Выпили первую рюмку, и вторую, и третью, по требованию Нечаева молча никаких тостов, никаких напутствий, никаких соплей, по его же выражению. Но привычное его ретивое витийство после третьей взяло в нем верх, и остановить его уже не могло ничто и никто, разве что, воспользовавшись паузой, когда у Нечаева перехватывало дыхание, Исай Левинсон позволял себе высоким надтреснутым дискантом реплику, которой он пытался заявить о своем несогласии со всем и со всеми, но хозяин тут же пресекал эти неуместные и обреченные попытки.
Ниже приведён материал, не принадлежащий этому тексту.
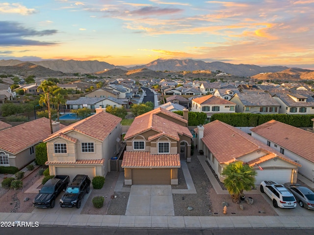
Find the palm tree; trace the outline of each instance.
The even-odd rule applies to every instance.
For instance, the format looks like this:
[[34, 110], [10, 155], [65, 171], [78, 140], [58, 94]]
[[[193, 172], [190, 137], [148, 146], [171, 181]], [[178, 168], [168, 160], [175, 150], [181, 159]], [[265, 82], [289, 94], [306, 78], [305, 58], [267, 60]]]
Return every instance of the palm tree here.
[[50, 100], [52, 96], [52, 92], [53, 90], [53, 87], [55, 86], [55, 83], [52, 81], [47, 80], [43, 81], [37, 88], [37, 91], [39, 92], [42, 90], [44, 94], [40, 96], [39, 104], [43, 106], [45, 104], [47, 106], [48, 110], [48, 116], [49, 120], [50, 121], [50, 131], [52, 134], [53, 131], [52, 131], [52, 124], [51, 118], [51, 108], [50, 107]]
[[240, 202], [243, 190], [250, 191], [255, 185], [255, 170], [242, 161], [229, 164], [221, 174], [226, 176], [224, 181], [225, 186], [231, 195], [233, 202], [236, 203]]

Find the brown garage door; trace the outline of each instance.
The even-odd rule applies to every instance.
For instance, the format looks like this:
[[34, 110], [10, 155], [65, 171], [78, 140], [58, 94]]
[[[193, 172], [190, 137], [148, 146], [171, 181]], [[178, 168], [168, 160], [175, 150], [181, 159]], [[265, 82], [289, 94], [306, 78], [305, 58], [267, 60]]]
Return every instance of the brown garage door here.
[[170, 184], [170, 169], [133, 169], [132, 184]]

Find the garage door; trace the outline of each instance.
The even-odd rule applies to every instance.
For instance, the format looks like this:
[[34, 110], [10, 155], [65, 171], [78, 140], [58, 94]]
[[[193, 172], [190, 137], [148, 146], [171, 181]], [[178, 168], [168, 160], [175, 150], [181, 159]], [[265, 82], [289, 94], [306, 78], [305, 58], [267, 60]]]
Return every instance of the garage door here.
[[56, 175], [66, 175], [70, 176], [72, 181], [75, 176], [78, 174], [87, 175], [91, 180], [95, 177], [95, 167], [55, 167]]
[[132, 184], [170, 184], [170, 169], [132, 170]]
[[278, 183], [284, 183], [291, 181], [292, 169], [264, 169], [262, 171], [257, 170], [255, 177], [255, 184], [260, 184], [263, 181], [273, 181]]

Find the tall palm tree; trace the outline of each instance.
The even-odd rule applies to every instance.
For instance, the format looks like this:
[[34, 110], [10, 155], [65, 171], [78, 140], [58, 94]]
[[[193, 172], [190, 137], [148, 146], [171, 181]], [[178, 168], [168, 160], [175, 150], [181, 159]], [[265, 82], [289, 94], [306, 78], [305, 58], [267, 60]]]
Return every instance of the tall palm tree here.
[[43, 106], [45, 104], [47, 106], [48, 110], [48, 116], [50, 121], [50, 131], [52, 134], [53, 131], [52, 131], [52, 124], [51, 118], [51, 107], [50, 107], [50, 100], [52, 96], [52, 92], [53, 90], [53, 87], [55, 86], [55, 83], [52, 81], [45, 80], [43, 81], [37, 88], [37, 91], [43, 91], [44, 94], [40, 97], [39, 104]]
[[238, 203], [243, 190], [250, 191], [255, 185], [255, 170], [242, 161], [229, 164], [221, 174], [226, 177], [224, 183], [234, 202]]

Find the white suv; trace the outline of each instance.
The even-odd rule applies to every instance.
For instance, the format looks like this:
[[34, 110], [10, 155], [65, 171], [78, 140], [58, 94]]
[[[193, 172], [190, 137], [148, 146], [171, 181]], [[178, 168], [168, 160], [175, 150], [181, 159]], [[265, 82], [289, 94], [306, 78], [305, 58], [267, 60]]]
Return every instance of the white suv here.
[[270, 181], [262, 181], [261, 192], [266, 193], [273, 201], [274, 207], [295, 208], [296, 200], [293, 195], [282, 184]]

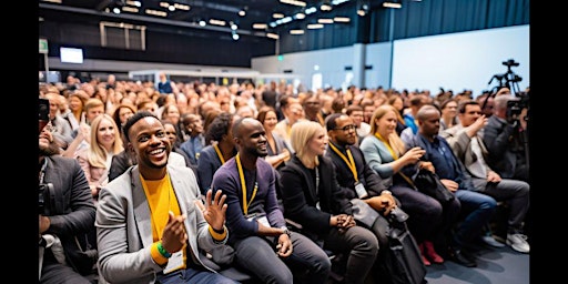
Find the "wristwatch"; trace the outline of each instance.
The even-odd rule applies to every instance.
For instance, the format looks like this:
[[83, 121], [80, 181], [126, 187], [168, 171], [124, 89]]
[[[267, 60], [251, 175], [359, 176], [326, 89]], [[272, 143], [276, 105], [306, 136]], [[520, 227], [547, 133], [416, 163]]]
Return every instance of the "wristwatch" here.
[[280, 229], [283, 231], [283, 234], [286, 234], [290, 236], [290, 230], [287, 226], [281, 226]]

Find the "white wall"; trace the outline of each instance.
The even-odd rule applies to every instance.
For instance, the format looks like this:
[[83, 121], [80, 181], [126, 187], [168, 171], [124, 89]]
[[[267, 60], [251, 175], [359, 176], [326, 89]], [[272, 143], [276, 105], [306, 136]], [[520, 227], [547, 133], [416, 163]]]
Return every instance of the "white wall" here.
[[503, 61], [514, 59], [519, 65], [511, 71], [523, 79], [523, 91], [530, 83], [529, 58], [528, 26], [398, 40], [392, 87], [428, 89], [433, 94], [439, 87], [454, 93], [469, 89], [478, 95], [498, 85], [496, 80], [488, 82], [507, 72]]
[[[442, 87], [455, 93], [469, 89], [474, 95], [478, 95], [483, 90], [498, 84], [497, 81], [490, 85], [488, 82], [494, 74], [507, 72], [507, 67], [501, 62], [509, 59], [520, 63], [511, 68], [523, 79], [518, 83], [519, 89], [530, 85], [529, 26], [397, 40], [393, 50], [389, 42], [373, 43], [364, 50], [365, 64], [373, 69], [364, 72], [364, 85], [355, 83], [358, 87], [427, 89], [434, 94]], [[292, 70], [308, 89], [312, 74], [321, 72], [324, 87], [341, 88], [346, 84], [347, 73], [357, 73], [344, 70], [347, 65], [356, 67], [356, 61], [362, 58], [354, 52], [353, 47], [347, 47], [287, 53], [282, 61], [277, 60], [277, 55], [254, 58], [251, 65], [261, 73]], [[318, 71], [314, 70], [315, 65], [320, 67]], [[362, 78], [352, 80], [362, 81]]]

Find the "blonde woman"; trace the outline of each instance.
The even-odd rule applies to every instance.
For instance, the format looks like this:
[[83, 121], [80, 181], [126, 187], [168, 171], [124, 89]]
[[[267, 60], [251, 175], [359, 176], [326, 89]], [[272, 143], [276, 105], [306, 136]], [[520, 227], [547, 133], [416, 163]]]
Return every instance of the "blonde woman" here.
[[371, 133], [361, 143], [361, 150], [369, 168], [383, 179], [384, 185], [410, 215], [406, 223], [419, 244], [424, 264], [430, 265], [430, 261], [439, 264], [444, 258], [436, 252], [434, 243], [444, 245], [453, 213], [444, 211], [438, 201], [413, 187], [409, 181], [413, 172], [419, 166], [432, 166], [432, 163], [419, 161], [425, 153], [423, 149], [405, 149], [396, 133], [397, 113], [390, 104], [378, 106], [371, 118]]
[[108, 172], [112, 156], [124, 150], [119, 126], [111, 115], [104, 113], [91, 123], [91, 143], [78, 151], [77, 159], [84, 171], [91, 187], [91, 194], [97, 202], [99, 190], [108, 182]]
[[292, 146], [296, 150], [281, 170], [281, 189], [286, 217], [302, 224], [302, 233], [323, 241], [323, 248], [347, 257], [345, 283], [363, 284], [378, 253], [373, 232], [353, 217], [353, 205], [335, 180], [333, 162], [324, 156], [325, 129], [315, 121], [292, 126]]

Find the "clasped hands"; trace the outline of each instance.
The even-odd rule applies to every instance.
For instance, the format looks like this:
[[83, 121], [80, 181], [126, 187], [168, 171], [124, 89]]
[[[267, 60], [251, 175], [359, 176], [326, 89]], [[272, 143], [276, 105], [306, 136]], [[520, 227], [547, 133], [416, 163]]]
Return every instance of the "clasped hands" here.
[[353, 215], [339, 214], [335, 216], [335, 219], [337, 220], [336, 226], [339, 230], [339, 233], [344, 233], [347, 229], [356, 225]]

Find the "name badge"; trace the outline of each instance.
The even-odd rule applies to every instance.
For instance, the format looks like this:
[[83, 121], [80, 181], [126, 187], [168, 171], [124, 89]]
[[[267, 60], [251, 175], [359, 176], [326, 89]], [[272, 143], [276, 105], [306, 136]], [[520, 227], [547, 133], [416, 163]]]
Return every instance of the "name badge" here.
[[355, 183], [355, 192], [357, 193], [357, 196], [359, 199], [364, 199], [364, 197], [368, 196], [368, 193], [365, 190], [365, 186], [361, 182]]
[[176, 253], [172, 253], [172, 256], [168, 258], [168, 265], [165, 265], [165, 268], [163, 271], [164, 274], [168, 274], [172, 271], [176, 271], [183, 266], [183, 252], [180, 250]]
[[247, 217], [246, 220], [247, 220], [248, 222], [257, 221], [257, 222], [260, 222], [263, 226], [271, 227], [271, 223], [268, 223], [268, 219], [266, 217], [266, 215], [265, 215], [265, 214], [252, 214], [252, 216]]

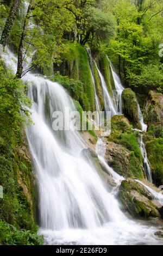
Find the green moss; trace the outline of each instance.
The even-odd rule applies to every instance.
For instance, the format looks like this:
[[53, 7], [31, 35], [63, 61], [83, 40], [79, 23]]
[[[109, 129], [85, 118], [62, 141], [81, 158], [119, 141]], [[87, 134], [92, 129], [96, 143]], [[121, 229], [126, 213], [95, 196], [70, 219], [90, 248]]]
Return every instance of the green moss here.
[[110, 63], [106, 56], [101, 58], [99, 61], [99, 65], [107, 86], [108, 92], [110, 95], [112, 96], [112, 90], [115, 89], [115, 86], [110, 69]]
[[99, 99], [101, 109], [103, 109], [104, 107], [103, 90], [101, 87], [101, 80], [98, 75], [98, 72], [95, 64], [93, 64], [93, 74], [97, 94]]
[[[144, 178], [143, 160], [138, 141], [139, 132], [134, 131], [128, 119], [115, 115], [111, 119], [111, 132], [108, 137], [110, 164], [125, 177]], [[110, 148], [110, 149], [109, 149]]]
[[153, 173], [154, 182], [163, 184], [163, 139], [154, 138], [146, 143], [148, 157]]
[[138, 182], [133, 180], [122, 181], [118, 198], [123, 208], [134, 217], [159, 217], [156, 206], [152, 203], [148, 192]]
[[75, 80], [80, 80], [83, 86], [84, 110], [95, 110], [94, 89], [86, 49], [78, 44], [66, 41], [67, 51], [62, 56], [61, 73]]
[[36, 233], [18, 230], [12, 225], [0, 221], [0, 242], [5, 245], [42, 245], [43, 237]]
[[163, 126], [163, 94], [151, 90], [144, 106], [145, 120], [150, 126]]
[[135, 94], [130, 88], [123, 90], [122, 94], [124, 115], [134, 127], [141, 129]]
[[131, 126], [128, 120], [123, 115], [114, 115], [111, 118], [111, 129], [118, 130], [123, 133], [131, 130]]
[[129, 156], [129, 173], [130, 177], [143, 179], [144, 173], [142, 169], [142, 162], [135, 155], [135, 153], [131, 151]]
[[[21, 81], [13, 79], [4, 69], [1, 72], [1, 68], [0, 185], [3, 186], [3, 198], [0, 198], [0, 221], [3, 227], [13, 226], [9, 236], [14, 237], [22, 229], [26, 234], [31, 232], [36, 235], [36, 191], [27, 143], [22, 132], [24, 118], [20, 112], [20, 106], [23, 111], [28, 99]], [[6, 233], [7, 236], [7, 231], [4, 231], [3, 238], [1, 237], [1, 242], [5, 244]]]

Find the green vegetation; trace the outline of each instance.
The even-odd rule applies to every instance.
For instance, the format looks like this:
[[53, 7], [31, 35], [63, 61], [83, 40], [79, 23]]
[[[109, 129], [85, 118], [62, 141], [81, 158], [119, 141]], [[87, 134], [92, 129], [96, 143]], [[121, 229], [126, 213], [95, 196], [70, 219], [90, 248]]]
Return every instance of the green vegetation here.
[[[24, 132], [25, 126], [32, 123], [27, 110], [32, 102], [20, 78], [33, 70], [45, 75], [65, 88], [81, 115], [83, 109], [93, 111], [95, 92], [86, 48], [91, 48], [110, 95], [115, 85], [106, 56], [127, 88], [122, 93], [124, 116], [112, 118], [111, 133], [105, 138], [108, 163], [126, 179], [145, 178], [139, 132], [133, 129], [141, 129], [137, 96], [148, 124], [143, 141], [154, 181], [158, 186], [163, 183], [163, 51], [159, 46], [163, 43], [163, 0], [28, 2], [27, 9], [23, 0], [0, 0], [0, 52], [8, 45], [18, 60], [15, 76], [0, 56], [3, 245], [43, 243], [42, 236], [37, 235], [37, 189]], [[32, 57], [30, 66], [23, 70], [23, 63]], [[101, 80], [94, 62], [91, 64], [102, 110], [104, 103]], [[93, 129], [88, 132], [96, 142]], [[97, 156], [93, 157], [97, 169], [102, 172]], [[105, 174], [108, 180], [109, 175]], [[118, 197], [123, 209], [134, 217], [160, 217], [151, 196], [135, 181], [123, 181]]]
[[128, 118], [135, 127], [141, 129], [135, 93], [130, 88], [125, 89], [122, 92], [122, 97], [124, 115]]
[[160, 217], [157, 206], [151, 201], [151, 195], [135, 180], [123, 180], [118, 197], [123, 209], [134, 217], [145, 218]]
[[4, 245], [42, 245], [43, 237], [35, 232], [24, 229], [17, 230], [15, 227], [0, 221], [0, 242]]
[[154, 138], [148, 141], [146, 149], [154, 182], [160, 186], [163, 183], [163, 138]]
[[81, 90], [77, 92], [80, 99], [76, 97], [74, 99], [80, 101], [84, 110], [93, 111], [95, 109], [94, 89], [87, 52], [78, 44], [66, 41], [65, 46], [67, 51], [62, 56], [62, 63], [59, 68], [60, 73], [78, 81], [78, 84], [82, 86]]
[[0, 72], [0, 185], [3, 188], [3, 198], [0, 198], [0, 240], [4, 244], [18, 243], [23, 241], [22, 235], [27, 243], [37, 244], [41, 239], [36, 235], [36, 191], [22, 132], [23, 124], [29, 117], [26, 108], [30, 102], [24, 92], [24, 86], [20, 80], [14, 79], [2, 62]]

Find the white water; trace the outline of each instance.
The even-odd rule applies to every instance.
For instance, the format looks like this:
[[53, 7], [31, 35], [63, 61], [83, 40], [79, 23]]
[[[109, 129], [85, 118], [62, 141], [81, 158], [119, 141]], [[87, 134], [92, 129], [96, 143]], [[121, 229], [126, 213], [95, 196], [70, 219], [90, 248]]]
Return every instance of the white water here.
[[120, 77], [117, 75], [116, 72], [114, 70], [114, 66], [109, 59], [108, 57], [106, 56], [108, 60], [110, 63], [112, 77], [115, 83], [115, 86], [116, 90], [113, 92], [114, 96], [115, 98], [115, 101], [116, 105], [116, 111], [117, 114], [122, 115], [122, 93], [124, 90], [124, 87], [123, 87], [121, 81]]
[[117, 185], [120, 185], [122, 180], [124, 180], [122, 176], [120, 175], [118, 173], [114, 170], [106, 163], [105, 160], [105, 155], [106, 151], [105, 145], [102, 138], [99, 138], [96, 143], [96, 151], [98, 155], [99, 161], [103, 163], [108, 173], [114, 179], [114, 181]]
[[135, 180], [137, 182], [144, 186], [147, 190], [152, 194], [154, 199], [156, 200], [161, 205], [163, 205], [163, 195], [161, 193], [157, 192], [153, 189], [149, 187], [149, 186], [145, 184], [142, 181], [139, 180]]
[[[10, 65], [15, 64], [9, 52]], [[161, 243], [154, 235], [155, 228], [131, 221], [121, 212], [95, 168], [82, 156], [85, 146], [80, 134], [52, 130], [54, 111], [75, 109], [62, 87], [32, 74], [23, 81], [28, 83], [33, 100], [35, 125], [27, 129], [27, 135], [39, 186], [40, 234], [45, 243]]]
[[142, 112], [141, 111], [139, 104], [138, 102], [137, 102], [137, 108], [138, 108], [138, 115], [139, 115], [139, 121], [141, 126], [141, 130], [140, 131], [140, 132], [141, 132], [141, 133], [140, 135], [140, 139], [139, 143], [140, 143], [140, 148], [141, 153], [141, 154], [143, 159], [143, 162], [144, 162], [143, 168], [144, 168], [146, 178], [150, 182], [152, 183], [153, 180], [152, 180], [152, 171], [151, 171], [151, 169], [150, 167], [150, 163], [147, 157], [147, 151], [146, 149], [146, 147], [143, 141], [143, 134], [142, 134], [142, 132], [146, 132], [147, 129], [147, 125], [144, 123], [143, 117]]
[[100, 70], [99, 70], [97, 63], [95, 62], [95, 63], [101, 79], [102, 87], [103, 88], [103, 96], [105, 103], [105, 110], [106, 111], [111, 111], [111, 116], [112, 117], [113, 115], [117, 114], [117, 112], [115, 107], [114, 105], [113, 100], [108, 92], [107, 86], [104, 77], [101, 72]]
[[97, 113], [97, 120], [98, 120], [98, 123], [97, 124], [97, 125], [99, 124], [99, 113], [100, 113], [100, 106], [99, 106], [99, 101], [97, 96], [97, 92], [96, 92], [96, 84], [95, 84], [95, 78], [93, 76], [93, 61], [92, 61], [92, 55], [91, 55], [91, 50], [90, 48], [87, 48], [87, 51], [89, 56], [90, 58], [90, 72], [91, 73], [91, 76], [92, 76], [92, 83], [93, 84], [93, 88], [94, 88], [94, 93], [95, 93], [95, 104], [96, 104], [96, 111]]

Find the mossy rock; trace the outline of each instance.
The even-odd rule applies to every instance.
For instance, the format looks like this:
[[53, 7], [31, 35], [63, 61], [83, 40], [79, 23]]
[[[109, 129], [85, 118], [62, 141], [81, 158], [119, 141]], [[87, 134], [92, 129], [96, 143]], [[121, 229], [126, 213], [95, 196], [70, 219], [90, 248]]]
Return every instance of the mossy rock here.
[[131, 129], [129, 120], [123, 115], [114, 115], [111, 120], [111, 129], [124, 132]]
[[93, 75], [97, 94], [98, 95], [101, 109], [104, 108], [104, 101], [103, 94], [103, 89], [101, 86], [100, 78], [98, 75], [97, 69], [95, 63], [93, 64]]
[[122, 92], [122, 98], [123, 112], [124, 116], [128, 119], [134, 127], [141, 129], [135, 93], [130, 88], [125, 89]]
[[163, 184], [163, 138], [153, 138], [146, 141], [146, 148], [154, 182], [159, 186]]
[[116, 185], [112, 178], [108, 174], [108, 170], [102, 163], [100, 162], [96, 152], [91, 148], [84, 149], [81, 152], [81, 156], [85, 158], [90, 164], [93, 166], [102, 179], [106, 186], [111, 190]]
[[151, 90], [144, 106], [145, 120], [151, 124], [163, 126], [163, 94]]
[[158, 206], [151, 200], [152, 195], [135, 180], [122, 181], [118, 198], [123, 210], [134, 217], [143, 218], [160, 217]]
[[99, 64], [101, 72], [104, 77], [109, 94], [110, 95], [112, 96], [112, 90], [115, 89], [115, 86], [110, 66], [110, 63], [106, 56], [99, 60]]
[[[59, 66], [54, 65], [54, 72], [59, 71], [62, 76], [67, 76], [75, 81], [80, 81], [83, 89], [80, 93], [80, 103], [85, 111], [95, 109], [94, 88], [86, 49], [77, 43], [65, 40], [67, 51], [61, 56], [61, 63]], [[73, 88], [72, 88], [73, 90]]]
[[144, 178], [143, 166], [133, 151], [112, 142], [106, 145], [105, 159], [117, 173], [125, 178]]

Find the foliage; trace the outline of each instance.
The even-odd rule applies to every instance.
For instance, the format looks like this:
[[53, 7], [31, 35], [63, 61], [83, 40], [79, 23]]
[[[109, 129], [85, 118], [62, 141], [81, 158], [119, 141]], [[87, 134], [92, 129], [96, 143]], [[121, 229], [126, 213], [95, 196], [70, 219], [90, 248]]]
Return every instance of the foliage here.
[[82, 95], [84, 93], [83, 83], [80, 81], [69, 78], [66, 76], [61, 76], [58, 72], [55, 74], [53, 81], [61, 84], [74, 100], [82, 101]]
[[[3, 63], [0, 66], [0, 185], [3, 187], [3, 198], [0, 199], [3, 223], [1, 221], [0, 226], [4, 231], [1, 232], [0, 239], [5, 244], [12, 244], [15, 235], [15, 243], [18, 243], [22, 234], [22, 239], [26, 237], [27, 242], [29, 240], [31, 244], [37, 243], [35, 204], [31, 202], [32, 198], [35, 199], [36, 193], [32, 164], [20, 150], [24, 140], [23, 124], [27, 123], [27, 118], [30, 121], [30, 113], [26, 108], [30, 107], [30, 102], [26, 95], [25, 86], [20, 80], [14, 79]], [[28, 195], [24, 193], [23, 187]], [[20, 231], [22, 229], [23, 232]]]
[[5, 245], [42, 245], [43, 238], [25, 229], [17, 230], [12, 225], [0, 221], [0, 241]]
[[109, 1], [107, 5], [117, 23], [117, 35], [108, 52], [124, 82], [134, 88], [146, 87], [144, 90], [162, 88], [162, 67], [158, 53], [163, 40], [162, 1], [116, 0], [114, 4]]
[[148, 128], [148, 134], [155, 138], [163, 138], [163, 127], [161, 125], [152, 124]]
[[148, 141], [146, 149], [154, 175], [154, 182], [160, 186], [163, 182], [163, 138], [154, 138]]

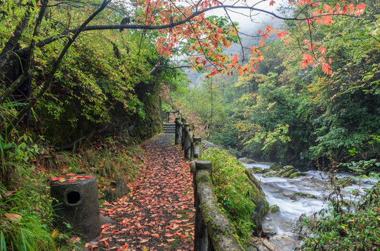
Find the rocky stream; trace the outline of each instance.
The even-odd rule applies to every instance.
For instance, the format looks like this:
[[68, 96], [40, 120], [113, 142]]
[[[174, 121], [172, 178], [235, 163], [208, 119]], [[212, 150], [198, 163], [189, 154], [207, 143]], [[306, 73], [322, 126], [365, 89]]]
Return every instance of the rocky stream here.
[[[326, 197], [332, 192], [329, 176], [320, 171], [300, 172], [291, 165], [257, 163], [247, 158], [239, 160], [260, 181], [270, 206], [261, 221], [263, 231], [269, 238], [258, 241], [261, 243], [259, 250], [294, 250], [302, 238], [297, 227], [300, 217], [313, 215], [328, 206]], [[356, 199], [374, 182], [349, 173], [338, 173], [336, 176], [348, 199]]]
В этот раз краснобайство Нечаева было не похоже на прежние его филиппики он говорил, казалось, лишь по закоренелой привычке всех переговорить, никому не дать рта раскрыть - не было в нем обычной наступательности, агрессивности, жажды свести со всеми разом действительные или придуманные им самим счеты, раздать всем сестрам по серьгам. И говорил он не о том, что ждет его в новой, неведомой и ему самому жизни, не о будущем и будущих своих всесветных победах, а о каких-то давно, казалось бы, потерявших живое значение вещах: о Житомире, откуда он, оказывается, был родом, о войне - но не о подвигах своих, не об опасностях и геройстве, а - с отвращением, с горьким сознанием потерянных на ней годов, которые надо бы употребить совсем на другое, на легкомысленную, веселую молодость, на любовь, на удивление неоглядным, удивительным миром, что был, вопреки войне, вокруг и в нем самом, на то же искусство наконец. В войне он видел одну человеческую глупость, преступную ложь тех, кто начал, кто не сумел отвести ее, грязь, окопную тоску и тупость, и это тоже было непохоже на него: прежде он вспоминал войну как лучшую часть своей жизни, когда он был свободен и волен в себе, и эта свобода и воля сливались со свободой и волей всех остальных, а такого ни до, ни после войны с ним никогда не было, и именно с нею было связано то "лермонтовское", что, помимо мнимого внешнего сходства, он в себе лелеял. Он честил вовсю Россию, которая его не поняла, не приняла и вот, чего и следовало ожидать, извергла, выхаркнула, не жалел крепких слов и проклятий, но в этих проклятиях было любви к ней, и нежности, и неизбежно предстоящей ему вскоре маеты по ней больше, чем если бы он говорил о ней со слезою. Однако слеза эта все равно неизбежно набрякла бы в глазах и рано или поздно выдала его, и он, прервавши себя на полуслове, сказал грубо и решительно:
- Все! Пошли вы все к чертовой матери! Я-то точно - туда. Свидимся, не свидимся когда, да и нужно ли... Все уложено? - спросил Бориса.
- Утром я пораньше приеду с грузовиком, все заберу к себе, можешь не беспокоиться.
- Да гори оно все огнем, кому это теперь нужно, старье это?! Я теперь совсем иначе собираюсь писать, по-бразильски, вы варежки разинете! И еще и псевдоним какой-нибудь ихний себе придумаю, чтобы комар носа не подточил. А теперь идите - выпили, закусили напоследок на халяву, хоть это, может, обо мне запомните. Где вам теперь будет и кабак, и говорильня, и дом родной?..- И уже не в силах совладать с тем, что и надо было сказать на прощание, что ныло у него внутри, да не тот он был человек, чтобы рассусолиться, заорал: - Идите! Все! Чтоб духу вашего!..- И круто повернулся, ушел на кухню.